The official jargon refers to MSS – Membrane-type Surface stress Sensor – a type of sensor that was developed by Genki Yoshikawa, a scientist with the International Center for Materials Nanoarchitectonics, or “MANA”. It’s designed to detect oderous molecules, enabling a kind of artificial sense of smell. And soon, the first-ever MSS Forum will start looking into how this technology could be incorporated into compact MSS devices.
The MSS Forum will convene for the first time on November 1st, and comprises Asahi Kasei, Kyocera, NanoWorld, NEC, NIMS, Osaka University, and Sumitomo Seika. These are also the constituent members of the MSS Alliance, which was formed in 2015 and have been engaged in R&D since then; the MSS Forum’s purpose is to perform demos and experiments pertaining to what they have found.

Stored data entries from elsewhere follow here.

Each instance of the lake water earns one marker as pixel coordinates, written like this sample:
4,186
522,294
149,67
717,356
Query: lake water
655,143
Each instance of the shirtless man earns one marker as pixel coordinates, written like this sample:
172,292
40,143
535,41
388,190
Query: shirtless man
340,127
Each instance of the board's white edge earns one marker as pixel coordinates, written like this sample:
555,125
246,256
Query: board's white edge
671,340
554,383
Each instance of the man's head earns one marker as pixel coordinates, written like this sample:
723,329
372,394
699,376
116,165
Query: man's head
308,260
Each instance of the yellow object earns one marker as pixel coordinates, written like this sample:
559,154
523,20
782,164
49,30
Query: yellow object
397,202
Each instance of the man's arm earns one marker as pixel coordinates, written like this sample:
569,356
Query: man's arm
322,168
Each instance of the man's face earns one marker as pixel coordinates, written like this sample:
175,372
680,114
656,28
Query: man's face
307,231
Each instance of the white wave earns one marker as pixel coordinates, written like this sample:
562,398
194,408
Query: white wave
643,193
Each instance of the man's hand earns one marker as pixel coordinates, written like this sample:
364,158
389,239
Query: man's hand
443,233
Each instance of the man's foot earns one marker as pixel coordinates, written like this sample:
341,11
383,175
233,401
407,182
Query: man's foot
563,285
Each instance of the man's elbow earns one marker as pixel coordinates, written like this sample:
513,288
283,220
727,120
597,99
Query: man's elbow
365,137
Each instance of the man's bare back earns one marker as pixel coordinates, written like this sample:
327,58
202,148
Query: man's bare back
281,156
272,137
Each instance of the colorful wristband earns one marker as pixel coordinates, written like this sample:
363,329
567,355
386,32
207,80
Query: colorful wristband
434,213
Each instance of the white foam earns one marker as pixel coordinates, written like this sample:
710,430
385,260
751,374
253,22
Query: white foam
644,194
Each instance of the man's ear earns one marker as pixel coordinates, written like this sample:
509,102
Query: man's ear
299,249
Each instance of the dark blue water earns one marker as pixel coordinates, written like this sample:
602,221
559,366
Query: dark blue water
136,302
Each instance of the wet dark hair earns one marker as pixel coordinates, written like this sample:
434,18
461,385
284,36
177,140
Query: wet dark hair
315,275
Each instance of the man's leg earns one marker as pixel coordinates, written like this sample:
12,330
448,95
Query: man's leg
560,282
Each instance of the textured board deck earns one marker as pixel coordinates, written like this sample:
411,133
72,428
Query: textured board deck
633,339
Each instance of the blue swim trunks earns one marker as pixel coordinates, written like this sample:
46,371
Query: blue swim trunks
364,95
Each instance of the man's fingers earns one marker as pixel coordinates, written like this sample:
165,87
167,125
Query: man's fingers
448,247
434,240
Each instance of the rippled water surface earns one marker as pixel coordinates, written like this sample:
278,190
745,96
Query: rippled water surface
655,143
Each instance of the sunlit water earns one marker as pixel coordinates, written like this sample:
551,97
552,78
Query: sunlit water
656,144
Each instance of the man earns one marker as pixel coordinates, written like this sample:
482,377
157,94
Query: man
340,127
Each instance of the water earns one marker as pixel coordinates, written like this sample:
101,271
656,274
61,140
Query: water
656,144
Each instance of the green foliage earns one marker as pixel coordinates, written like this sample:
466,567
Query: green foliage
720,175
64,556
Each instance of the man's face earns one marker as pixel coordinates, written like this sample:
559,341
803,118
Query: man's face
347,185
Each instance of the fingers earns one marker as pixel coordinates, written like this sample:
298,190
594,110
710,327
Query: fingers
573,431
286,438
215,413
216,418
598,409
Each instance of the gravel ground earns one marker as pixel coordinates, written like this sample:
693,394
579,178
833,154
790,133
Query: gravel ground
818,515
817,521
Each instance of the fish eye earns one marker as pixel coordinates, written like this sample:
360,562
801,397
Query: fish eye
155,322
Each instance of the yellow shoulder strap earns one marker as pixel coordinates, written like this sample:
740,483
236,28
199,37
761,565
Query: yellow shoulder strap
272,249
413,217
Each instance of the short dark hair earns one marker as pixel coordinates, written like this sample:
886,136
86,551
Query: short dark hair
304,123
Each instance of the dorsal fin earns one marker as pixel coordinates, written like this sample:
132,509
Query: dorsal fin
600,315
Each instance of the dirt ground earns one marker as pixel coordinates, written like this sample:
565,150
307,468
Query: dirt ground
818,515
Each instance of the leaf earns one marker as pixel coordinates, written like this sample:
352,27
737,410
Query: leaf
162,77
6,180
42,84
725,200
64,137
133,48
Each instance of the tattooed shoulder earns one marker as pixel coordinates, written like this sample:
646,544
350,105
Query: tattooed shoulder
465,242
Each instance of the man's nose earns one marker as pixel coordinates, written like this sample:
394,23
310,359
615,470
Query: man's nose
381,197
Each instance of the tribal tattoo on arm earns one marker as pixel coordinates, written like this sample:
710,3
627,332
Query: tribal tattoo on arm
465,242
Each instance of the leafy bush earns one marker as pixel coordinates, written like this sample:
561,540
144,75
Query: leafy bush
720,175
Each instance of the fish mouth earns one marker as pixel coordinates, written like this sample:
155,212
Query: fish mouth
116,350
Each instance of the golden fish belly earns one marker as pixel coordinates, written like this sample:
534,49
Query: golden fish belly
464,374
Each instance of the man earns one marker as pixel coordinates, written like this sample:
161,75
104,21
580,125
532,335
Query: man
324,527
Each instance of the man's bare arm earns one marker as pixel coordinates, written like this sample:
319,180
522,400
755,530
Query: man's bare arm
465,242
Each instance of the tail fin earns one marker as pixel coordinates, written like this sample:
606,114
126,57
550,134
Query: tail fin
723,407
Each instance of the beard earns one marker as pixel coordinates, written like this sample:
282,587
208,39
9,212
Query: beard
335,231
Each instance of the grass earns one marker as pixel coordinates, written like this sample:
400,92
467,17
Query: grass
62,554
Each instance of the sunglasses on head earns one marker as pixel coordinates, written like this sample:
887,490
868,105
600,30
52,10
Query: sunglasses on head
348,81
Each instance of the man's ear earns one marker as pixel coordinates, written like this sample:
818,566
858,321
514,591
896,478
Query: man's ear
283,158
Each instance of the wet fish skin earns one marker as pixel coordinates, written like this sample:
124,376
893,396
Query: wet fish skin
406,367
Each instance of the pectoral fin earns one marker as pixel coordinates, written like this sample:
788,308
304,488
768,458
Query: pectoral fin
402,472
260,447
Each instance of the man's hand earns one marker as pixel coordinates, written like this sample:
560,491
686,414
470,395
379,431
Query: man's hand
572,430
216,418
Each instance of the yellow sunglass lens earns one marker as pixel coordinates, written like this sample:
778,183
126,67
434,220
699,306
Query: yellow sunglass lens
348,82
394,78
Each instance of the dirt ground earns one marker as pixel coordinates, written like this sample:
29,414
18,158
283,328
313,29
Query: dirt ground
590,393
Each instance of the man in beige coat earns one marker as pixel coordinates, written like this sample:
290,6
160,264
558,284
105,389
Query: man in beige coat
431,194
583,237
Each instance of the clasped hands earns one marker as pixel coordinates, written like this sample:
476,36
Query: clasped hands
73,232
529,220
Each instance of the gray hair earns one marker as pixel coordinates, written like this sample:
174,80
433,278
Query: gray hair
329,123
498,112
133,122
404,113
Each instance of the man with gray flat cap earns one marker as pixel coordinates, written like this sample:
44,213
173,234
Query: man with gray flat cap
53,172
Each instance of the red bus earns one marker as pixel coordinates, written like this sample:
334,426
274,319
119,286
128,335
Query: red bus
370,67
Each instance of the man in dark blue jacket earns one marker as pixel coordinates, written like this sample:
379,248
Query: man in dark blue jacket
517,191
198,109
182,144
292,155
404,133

The MSS Alliance members say they have already collaborated to develop signal processing, measurement, and data analytics tools for MSS sensors, and one of them, NanoWorld, already started selling MSS chips in April of 2016; meanwhile, the organizations believe that MSS technology could offer valuable applications in “agriculture, the livestock industry, self-healthcare, construction materials and body odor,” among other areas.
And they are appealing to the wider tech and research community for additional members to help them advance MSS technology, with the MSS Alliance asserting that it will accept around 10 organizations, sniffing out top candidates in a screening process that begins November 1st.